Et l’Ange descendait sans trêve et, se mouvant
Comme un aigle blessé, s’enfonçait plus avant.
Et sa main se crispait et dans sa main sublime
Étincelait la clef secrète de l’Abîme.
Et le puits fut ouvert.

                                   Des mornes profondeurs,
Par grappes, par essaims, par nuages rôdeurs,
Brusquement émergeaient d’énormes sauterelles
Qui, s’échappant ensemble et se heurtant entre elles,
Troublaient l’immensité d’un bruit roulant de chars.

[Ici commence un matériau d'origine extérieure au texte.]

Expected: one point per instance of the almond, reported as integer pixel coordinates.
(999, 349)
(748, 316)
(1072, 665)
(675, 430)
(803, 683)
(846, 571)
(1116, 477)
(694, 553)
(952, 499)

Leurs visages pâlis semblaient humains ; des dards
De scorpions, armant la courbe de leurs queues,
Imprimaient dans les chairs des cicatrices bleues ;
Et des cheveux épars, plus longs et plus touffus
Que des boucles de femme, erraient en nœuds confus
Sur leurs dos cuirassés et, ruisselant des mitres,
Comme un réseau de fer étreignaient les élytres.
Et tel qu’un roi puissant, sur le noir tourbillon
Volait celui qu’on nomme en grec Apollyon,
Abaddôn en hébreu.

                                  — Malheur ! le large Euphrate,
A dit le sixième Ange, écume et se dilate.